H&M, C&A, Tchibo and Inditex which owns Zara — all top clients of Bangladesh’s $30-billion garment industry — have pulled out of the Dhaka Apparel Summit, the signature annual event in the global textile hub, scheduled for Saturday.
The move follows strikes in December when tens of thousands of garment workers in the industrial town of Ashualia staged mass protests demanding a three-fold hike in pay, which can run as low as $68 a month.
Dutch clothing brand C&A said, “C&A together with other apparel brands, including H&M and Inditex decided not to participate in the BGMEA Dhaka Apparel Summit.”
“We strongly encourage the Government of Bangladesh to take immediate steps to ensure the protection of the workers’ rights, with special attention to the legitimate representatives of the workers who have been arrested,” C&A spokesman Thorsten Rolfes told AFP.
“H&M believes that attending the Dhaka Apparel Summit would create confusion and send the wrong signals regarding our commitment to freedom of association and that the ongoing situation must be peacefully resolved,” spokesman Iñigo Sáenz Maestre said.

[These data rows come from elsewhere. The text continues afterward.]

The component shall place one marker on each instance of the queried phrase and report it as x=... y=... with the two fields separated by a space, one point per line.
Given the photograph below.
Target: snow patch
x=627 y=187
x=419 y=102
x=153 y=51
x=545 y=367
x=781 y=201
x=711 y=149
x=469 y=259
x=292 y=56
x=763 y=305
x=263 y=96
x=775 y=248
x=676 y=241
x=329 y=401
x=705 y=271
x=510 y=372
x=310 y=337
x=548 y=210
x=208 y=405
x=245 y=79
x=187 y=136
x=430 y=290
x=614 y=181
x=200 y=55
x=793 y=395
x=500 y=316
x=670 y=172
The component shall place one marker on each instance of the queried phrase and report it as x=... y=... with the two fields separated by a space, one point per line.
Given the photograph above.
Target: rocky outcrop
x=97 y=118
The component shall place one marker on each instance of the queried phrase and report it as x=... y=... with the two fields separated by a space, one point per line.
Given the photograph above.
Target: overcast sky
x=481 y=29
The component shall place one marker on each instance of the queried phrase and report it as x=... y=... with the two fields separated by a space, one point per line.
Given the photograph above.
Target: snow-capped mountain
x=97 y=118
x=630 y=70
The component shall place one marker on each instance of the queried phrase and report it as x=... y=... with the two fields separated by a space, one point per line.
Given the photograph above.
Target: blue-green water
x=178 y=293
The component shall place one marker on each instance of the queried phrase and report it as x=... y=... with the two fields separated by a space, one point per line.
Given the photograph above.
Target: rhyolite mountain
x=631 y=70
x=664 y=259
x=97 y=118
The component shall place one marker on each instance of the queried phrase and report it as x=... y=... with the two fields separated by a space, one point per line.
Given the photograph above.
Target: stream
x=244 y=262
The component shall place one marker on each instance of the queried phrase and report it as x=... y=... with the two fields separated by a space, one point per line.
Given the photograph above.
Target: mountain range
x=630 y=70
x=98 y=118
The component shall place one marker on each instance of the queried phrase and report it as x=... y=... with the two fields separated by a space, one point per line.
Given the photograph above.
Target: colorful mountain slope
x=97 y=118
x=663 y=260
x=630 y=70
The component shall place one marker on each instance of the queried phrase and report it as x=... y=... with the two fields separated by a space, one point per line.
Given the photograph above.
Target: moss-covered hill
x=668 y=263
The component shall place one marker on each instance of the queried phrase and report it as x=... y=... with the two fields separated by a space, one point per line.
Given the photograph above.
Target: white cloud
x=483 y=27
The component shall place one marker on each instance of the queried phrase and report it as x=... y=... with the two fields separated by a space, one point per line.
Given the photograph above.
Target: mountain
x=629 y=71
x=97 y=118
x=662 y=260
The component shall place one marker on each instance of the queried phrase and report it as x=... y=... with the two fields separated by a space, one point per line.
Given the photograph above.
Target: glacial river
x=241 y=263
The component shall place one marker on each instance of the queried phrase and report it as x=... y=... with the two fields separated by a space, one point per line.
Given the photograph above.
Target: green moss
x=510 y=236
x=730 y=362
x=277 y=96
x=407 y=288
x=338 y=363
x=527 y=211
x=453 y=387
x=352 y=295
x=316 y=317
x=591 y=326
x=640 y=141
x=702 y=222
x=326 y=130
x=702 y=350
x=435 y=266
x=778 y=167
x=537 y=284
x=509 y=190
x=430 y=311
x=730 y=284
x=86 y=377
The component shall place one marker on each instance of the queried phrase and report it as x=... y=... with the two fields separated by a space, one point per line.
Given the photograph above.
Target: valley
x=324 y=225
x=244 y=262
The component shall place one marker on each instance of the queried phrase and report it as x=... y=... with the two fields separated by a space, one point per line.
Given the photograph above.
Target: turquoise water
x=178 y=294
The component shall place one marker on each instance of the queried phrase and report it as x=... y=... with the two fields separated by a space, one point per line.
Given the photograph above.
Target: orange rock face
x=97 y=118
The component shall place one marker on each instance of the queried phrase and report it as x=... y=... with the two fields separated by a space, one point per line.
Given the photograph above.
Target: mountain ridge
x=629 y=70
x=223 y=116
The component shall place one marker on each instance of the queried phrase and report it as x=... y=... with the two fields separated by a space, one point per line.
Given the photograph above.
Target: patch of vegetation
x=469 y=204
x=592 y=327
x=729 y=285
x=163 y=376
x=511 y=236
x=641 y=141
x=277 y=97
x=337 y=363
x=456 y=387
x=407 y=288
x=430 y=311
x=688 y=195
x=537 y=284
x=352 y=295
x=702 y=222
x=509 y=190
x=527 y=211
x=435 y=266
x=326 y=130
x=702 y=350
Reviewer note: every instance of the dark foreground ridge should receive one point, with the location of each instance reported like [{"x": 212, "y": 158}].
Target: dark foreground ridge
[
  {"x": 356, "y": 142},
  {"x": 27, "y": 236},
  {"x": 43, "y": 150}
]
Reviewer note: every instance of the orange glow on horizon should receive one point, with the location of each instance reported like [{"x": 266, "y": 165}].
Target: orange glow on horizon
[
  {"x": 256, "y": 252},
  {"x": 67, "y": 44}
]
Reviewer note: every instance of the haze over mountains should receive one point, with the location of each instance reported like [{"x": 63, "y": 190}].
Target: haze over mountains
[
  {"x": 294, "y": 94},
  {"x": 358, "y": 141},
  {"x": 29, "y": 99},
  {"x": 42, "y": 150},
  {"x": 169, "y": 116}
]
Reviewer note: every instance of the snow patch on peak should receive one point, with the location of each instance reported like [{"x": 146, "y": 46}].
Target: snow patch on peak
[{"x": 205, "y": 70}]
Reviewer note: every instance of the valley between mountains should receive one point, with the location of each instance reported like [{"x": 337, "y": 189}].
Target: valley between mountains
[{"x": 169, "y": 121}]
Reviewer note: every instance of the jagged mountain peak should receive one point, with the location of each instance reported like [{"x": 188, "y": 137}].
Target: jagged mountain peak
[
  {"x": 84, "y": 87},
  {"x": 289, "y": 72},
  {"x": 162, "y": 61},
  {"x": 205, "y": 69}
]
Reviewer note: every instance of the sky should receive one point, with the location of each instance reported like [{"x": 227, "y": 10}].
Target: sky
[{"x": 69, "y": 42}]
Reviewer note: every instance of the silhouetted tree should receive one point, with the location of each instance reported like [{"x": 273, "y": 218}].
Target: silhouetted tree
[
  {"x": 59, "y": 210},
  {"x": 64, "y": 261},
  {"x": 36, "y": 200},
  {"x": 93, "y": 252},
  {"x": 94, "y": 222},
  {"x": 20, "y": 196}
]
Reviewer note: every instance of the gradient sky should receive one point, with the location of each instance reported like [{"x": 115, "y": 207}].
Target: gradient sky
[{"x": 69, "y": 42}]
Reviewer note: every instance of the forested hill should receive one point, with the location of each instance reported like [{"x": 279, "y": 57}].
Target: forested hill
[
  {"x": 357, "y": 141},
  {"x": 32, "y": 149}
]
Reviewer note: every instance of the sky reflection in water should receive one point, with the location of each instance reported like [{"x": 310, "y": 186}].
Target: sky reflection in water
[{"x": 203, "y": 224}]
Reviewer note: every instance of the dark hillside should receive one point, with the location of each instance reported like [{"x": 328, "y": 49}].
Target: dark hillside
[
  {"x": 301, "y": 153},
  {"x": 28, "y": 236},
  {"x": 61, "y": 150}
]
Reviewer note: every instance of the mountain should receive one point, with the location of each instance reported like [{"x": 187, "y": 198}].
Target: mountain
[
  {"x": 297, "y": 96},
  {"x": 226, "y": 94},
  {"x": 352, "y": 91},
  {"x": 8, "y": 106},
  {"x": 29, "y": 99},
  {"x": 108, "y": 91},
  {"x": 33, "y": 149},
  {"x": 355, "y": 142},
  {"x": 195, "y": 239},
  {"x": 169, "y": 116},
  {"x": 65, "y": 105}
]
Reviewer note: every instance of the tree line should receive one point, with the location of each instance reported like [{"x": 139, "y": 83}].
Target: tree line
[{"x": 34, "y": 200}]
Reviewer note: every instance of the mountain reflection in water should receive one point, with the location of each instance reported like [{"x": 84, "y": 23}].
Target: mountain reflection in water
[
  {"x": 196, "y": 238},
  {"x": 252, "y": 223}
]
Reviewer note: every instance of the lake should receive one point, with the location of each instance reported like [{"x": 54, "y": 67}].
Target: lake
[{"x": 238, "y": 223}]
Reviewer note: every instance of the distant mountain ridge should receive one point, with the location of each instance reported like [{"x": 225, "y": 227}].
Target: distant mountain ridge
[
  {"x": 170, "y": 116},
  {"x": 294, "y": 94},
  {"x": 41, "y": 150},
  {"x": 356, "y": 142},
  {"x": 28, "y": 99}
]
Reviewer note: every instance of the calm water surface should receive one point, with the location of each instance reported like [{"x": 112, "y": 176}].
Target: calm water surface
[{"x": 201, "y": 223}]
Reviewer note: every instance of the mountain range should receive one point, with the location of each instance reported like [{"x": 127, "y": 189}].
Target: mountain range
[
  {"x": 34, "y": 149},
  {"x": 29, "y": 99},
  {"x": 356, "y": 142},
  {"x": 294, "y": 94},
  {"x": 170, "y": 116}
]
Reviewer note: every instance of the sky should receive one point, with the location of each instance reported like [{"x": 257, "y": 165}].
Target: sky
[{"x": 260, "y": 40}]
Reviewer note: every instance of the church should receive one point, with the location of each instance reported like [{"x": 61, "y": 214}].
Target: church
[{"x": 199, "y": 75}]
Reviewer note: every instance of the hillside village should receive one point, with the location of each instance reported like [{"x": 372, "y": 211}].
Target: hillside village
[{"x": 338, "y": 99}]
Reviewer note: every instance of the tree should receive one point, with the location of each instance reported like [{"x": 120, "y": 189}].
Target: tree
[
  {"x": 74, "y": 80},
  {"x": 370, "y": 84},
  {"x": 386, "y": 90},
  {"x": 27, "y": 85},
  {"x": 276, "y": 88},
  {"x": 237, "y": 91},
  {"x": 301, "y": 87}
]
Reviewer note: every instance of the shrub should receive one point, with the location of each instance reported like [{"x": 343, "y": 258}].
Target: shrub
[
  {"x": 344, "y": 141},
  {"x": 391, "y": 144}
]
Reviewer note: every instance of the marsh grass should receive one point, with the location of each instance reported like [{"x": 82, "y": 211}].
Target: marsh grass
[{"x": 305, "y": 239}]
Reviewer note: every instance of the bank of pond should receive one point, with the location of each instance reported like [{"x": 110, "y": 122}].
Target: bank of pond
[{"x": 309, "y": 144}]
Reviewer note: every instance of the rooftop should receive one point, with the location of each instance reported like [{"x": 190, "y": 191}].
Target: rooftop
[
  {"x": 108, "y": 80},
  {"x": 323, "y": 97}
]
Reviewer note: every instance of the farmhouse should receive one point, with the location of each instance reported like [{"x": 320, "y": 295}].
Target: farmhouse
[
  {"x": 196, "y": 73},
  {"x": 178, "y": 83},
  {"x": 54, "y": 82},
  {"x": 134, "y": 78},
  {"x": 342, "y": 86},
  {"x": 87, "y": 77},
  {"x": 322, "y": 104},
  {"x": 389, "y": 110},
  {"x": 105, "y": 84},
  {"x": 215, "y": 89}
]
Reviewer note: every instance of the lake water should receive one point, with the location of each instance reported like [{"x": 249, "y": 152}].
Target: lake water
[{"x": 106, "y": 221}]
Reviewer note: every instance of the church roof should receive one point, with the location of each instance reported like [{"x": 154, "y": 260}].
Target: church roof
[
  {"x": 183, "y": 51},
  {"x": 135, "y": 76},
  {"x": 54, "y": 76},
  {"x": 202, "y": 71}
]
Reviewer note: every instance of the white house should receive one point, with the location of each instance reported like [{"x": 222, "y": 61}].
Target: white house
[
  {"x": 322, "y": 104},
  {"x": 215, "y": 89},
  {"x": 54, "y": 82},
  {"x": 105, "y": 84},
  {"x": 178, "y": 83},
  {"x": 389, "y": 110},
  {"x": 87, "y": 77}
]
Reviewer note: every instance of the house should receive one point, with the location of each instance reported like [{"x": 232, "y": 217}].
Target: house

The strike, which lasted for a little over two weeks, was squashed, with some 1,600 employees sacked and 34 arrested, while cases alleging burglary, arson, vandalism and extortion, among other charges, were filed against more than 1,500 workers.
Last week union leaders said the workers were “living in constant fear of being arrested as the police hunt those who were involved in the strikes”.
The summit is hosted by the Bangladesh Garment Manufacturers and Exporters Association (BGMEA), an industry body that represents the country’s 4,500 clothing factories, and features Prime Minister Sheikh Hasina as its keynote speaker.
BGMEA president Siddiqur Rahman told AFP that they “did not get any communication from any brand not attending the summit”.
International rights group Clean Clothes Campaign welcomed the brands’ decision to withdraw participation and said it would be “a major embarrassment” for the government and the organisers.
CCC spokeswoman Mirjam van Heugten said, “Unless all detainees are released, unsubstantiated charges are dropped, and other acts of intimidation and harassment of trade unions are stopped… (the brands) cannot credibly participate in a summit on “sustainable growth” of the industry.”